Press "Enter" to skip to content

A California Tale Tucked Inside a Cookie

The fortune cookie, that ubiquitous ending to a meal at Chinese restaurant, has traveled a long way from its origins — in Japan.

Men in Japanese traditional clothing. One man presides over a grill with long handled iron cookie molds on top. Two men with large vases on side.
Japanese woodblock of cooking of tsujiura senbei , 1878. Public Domain

Long thought to be a Chinese American invention, the cookie is actually an Americanized version of a Japanese treat, according to Yasuko Nakamachi, a Japanese researcher. Nakamachi says the cookie is based on tsujiura senbei, a cracker (senbei) that’s crescent-shaped with a paper fortune tucked inside (tsujiura).

Although tsujiura senbei is made with sesame and miso rather than the butter and vanilla of “American” fortune cookies, it’s clear the two are related.

Interestingly,  authentic Chinese cuisine has no such cookie in its pantheon of desserts. 

How fortune cookies became staples in Chinese restaurants across America and other arts of the world is murky.

Many San Franciscans say it’s the man who establishes the Japanese Tea Garden in Golden Gate Park in 1894, Makoto Hagiwara, who introduces the cookie to the West. Hagiwara begins serving fortune cookies in the early 1900s, first with its original flavors of sesame and miso. Eventually, the recipe is changed to appeal to western tastes, and the cookie is lightened, sweetened, and flavored with vanilla.

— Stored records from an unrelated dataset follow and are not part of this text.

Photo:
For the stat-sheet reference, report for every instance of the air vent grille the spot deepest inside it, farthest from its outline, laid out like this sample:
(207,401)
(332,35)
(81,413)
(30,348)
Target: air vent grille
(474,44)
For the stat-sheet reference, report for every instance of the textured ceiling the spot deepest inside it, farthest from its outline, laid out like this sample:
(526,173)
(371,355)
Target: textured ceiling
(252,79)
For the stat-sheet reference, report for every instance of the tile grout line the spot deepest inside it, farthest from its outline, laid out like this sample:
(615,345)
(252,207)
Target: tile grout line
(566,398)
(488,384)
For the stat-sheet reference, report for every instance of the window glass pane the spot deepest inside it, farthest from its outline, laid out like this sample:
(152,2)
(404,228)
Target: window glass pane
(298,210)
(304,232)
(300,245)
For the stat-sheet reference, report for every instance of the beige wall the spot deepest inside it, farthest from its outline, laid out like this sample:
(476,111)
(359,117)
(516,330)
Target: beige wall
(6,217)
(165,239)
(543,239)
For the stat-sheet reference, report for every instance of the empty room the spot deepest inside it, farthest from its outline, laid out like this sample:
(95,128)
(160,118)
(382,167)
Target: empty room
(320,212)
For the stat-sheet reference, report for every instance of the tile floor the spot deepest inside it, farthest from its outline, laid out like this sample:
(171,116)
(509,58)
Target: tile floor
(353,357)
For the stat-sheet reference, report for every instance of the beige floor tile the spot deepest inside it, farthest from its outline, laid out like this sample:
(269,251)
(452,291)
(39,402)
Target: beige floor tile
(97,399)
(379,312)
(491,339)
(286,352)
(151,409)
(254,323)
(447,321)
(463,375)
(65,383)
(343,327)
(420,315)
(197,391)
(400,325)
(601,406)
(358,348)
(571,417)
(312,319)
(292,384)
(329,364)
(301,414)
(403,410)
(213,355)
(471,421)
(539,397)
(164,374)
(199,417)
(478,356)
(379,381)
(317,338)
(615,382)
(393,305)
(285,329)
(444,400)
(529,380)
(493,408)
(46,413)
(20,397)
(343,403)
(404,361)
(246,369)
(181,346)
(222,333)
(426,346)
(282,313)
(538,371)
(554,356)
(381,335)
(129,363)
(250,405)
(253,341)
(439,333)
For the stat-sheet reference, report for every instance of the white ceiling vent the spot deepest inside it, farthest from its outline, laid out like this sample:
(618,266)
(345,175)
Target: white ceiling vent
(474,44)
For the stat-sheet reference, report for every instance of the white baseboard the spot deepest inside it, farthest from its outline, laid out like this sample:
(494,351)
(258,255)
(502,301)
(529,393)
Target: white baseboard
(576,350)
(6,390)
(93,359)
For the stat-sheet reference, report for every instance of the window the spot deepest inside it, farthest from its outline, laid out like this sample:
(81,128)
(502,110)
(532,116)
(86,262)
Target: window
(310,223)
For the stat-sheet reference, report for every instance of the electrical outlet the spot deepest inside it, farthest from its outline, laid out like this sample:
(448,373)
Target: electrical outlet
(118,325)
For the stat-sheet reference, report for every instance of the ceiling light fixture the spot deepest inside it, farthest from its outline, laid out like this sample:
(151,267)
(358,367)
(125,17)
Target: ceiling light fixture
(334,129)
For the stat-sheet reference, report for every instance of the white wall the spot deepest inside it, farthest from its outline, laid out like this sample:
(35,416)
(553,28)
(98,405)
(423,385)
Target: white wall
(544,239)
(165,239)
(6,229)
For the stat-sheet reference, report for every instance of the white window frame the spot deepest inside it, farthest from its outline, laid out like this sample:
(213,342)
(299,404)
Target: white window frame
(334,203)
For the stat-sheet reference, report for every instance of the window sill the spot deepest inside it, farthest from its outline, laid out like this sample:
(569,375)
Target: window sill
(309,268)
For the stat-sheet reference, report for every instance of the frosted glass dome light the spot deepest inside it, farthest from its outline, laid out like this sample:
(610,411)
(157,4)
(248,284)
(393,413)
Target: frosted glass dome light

Wooden arch over entry to Tea Garden
Japanese Tea Garden in Golden Gate Park, ca. 1914. [Martin-833], California State Library.

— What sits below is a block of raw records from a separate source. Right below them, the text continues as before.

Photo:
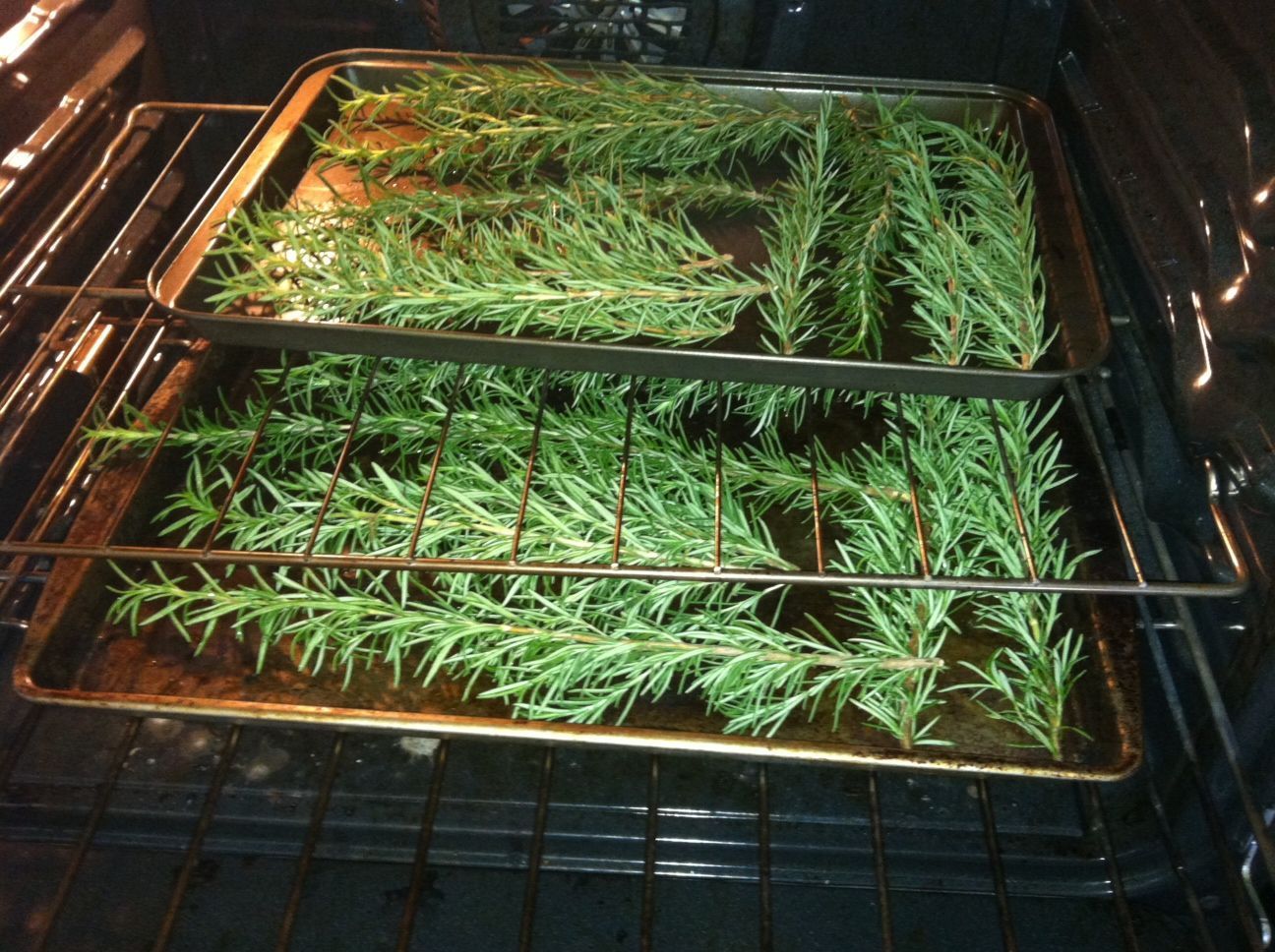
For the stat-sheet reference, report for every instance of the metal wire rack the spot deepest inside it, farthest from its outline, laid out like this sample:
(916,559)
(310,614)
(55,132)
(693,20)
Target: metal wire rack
(39,528)
(744,840)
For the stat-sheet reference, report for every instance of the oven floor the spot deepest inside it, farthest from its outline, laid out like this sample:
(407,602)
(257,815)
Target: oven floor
(94,863)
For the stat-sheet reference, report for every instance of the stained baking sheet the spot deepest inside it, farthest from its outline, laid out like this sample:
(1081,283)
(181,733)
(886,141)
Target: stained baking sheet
(275,159)
(72,655)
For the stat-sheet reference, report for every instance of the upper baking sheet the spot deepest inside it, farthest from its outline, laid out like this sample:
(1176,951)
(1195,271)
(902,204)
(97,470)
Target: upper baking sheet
(275,162)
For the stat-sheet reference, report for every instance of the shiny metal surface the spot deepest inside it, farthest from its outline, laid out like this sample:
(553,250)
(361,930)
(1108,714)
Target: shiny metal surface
(23,160)
(21,37)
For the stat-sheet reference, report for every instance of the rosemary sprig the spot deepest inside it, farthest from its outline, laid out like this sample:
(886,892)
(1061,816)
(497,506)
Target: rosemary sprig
(375,202)
(965,203)
(798,227)
(590,266)
(548,658)
(864,236)
(513,121)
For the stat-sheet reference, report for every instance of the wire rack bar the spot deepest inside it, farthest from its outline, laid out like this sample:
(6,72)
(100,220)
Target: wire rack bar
(590,569)
(529,477)
(1098,814)
(93,292)
(63,478)
(242,468)
(425,838)
(996,862)
(626,450)
(765,924)
(197,839)
(101,801)
(311,843)
(444,431)
(879,863)
(60,367)
(26,728)
(1204,938)
(913,494)
(1011,482)
(537,854)
(651,845)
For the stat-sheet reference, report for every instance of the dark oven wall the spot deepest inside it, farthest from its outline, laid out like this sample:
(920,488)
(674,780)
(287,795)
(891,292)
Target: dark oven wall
(233,50)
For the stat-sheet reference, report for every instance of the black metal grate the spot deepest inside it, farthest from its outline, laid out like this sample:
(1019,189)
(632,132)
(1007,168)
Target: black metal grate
(121,832)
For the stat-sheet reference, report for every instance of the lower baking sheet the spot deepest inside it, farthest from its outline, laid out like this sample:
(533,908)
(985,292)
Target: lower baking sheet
(72,655)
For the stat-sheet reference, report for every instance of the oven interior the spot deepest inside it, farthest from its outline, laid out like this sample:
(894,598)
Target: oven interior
(120,831)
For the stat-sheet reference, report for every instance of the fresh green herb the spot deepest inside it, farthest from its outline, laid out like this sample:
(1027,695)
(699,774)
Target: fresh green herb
(589,266)
(514,121)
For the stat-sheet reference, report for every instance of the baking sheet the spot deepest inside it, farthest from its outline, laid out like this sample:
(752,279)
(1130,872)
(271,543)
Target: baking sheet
(275,158)
(72,655)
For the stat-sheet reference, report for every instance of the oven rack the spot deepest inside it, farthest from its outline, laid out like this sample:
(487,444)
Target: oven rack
(145,344)
(39,529)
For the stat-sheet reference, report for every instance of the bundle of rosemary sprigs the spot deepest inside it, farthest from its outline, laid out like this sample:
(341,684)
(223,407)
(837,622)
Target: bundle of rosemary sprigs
(521,199)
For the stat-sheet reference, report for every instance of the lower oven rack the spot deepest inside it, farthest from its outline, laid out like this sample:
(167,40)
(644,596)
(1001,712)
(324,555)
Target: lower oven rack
(1132,879)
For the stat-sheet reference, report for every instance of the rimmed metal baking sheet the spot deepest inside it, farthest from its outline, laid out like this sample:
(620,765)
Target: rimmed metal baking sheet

But there are also Japanese bakeries in Los Angeles selling fortune cookies around the same time. One of the most popular, the Umeya Rice Cake Company, opens in 1918 in Little Tokyo. It closes nearly 100 years later in December 2017.

While there is no certainty where in California the cookies were first introduced, there’s abundant evidence showing the cookies turning up in chop suey restaurants in California in the 1920s and ’30s. Some of these restaurants are owned by Japanese Americans, who may be responsible for adding tsujiura senbei to the menus.

Popularity of the fortune cookie soars after World War II. Enlisted men returning from the Pacific Theater pass through San Francisco and receive cookies at San Francisco’s Chinese restaurants. When the soldiers return home they ask their local Chinese eateries why they aren’t being offered fortune cookies.

More than 3 billion fortune cookies are made each year, most in the United States, the New York Times reports.

TOP PHOTO: Fortune cookies, from Wikimedia.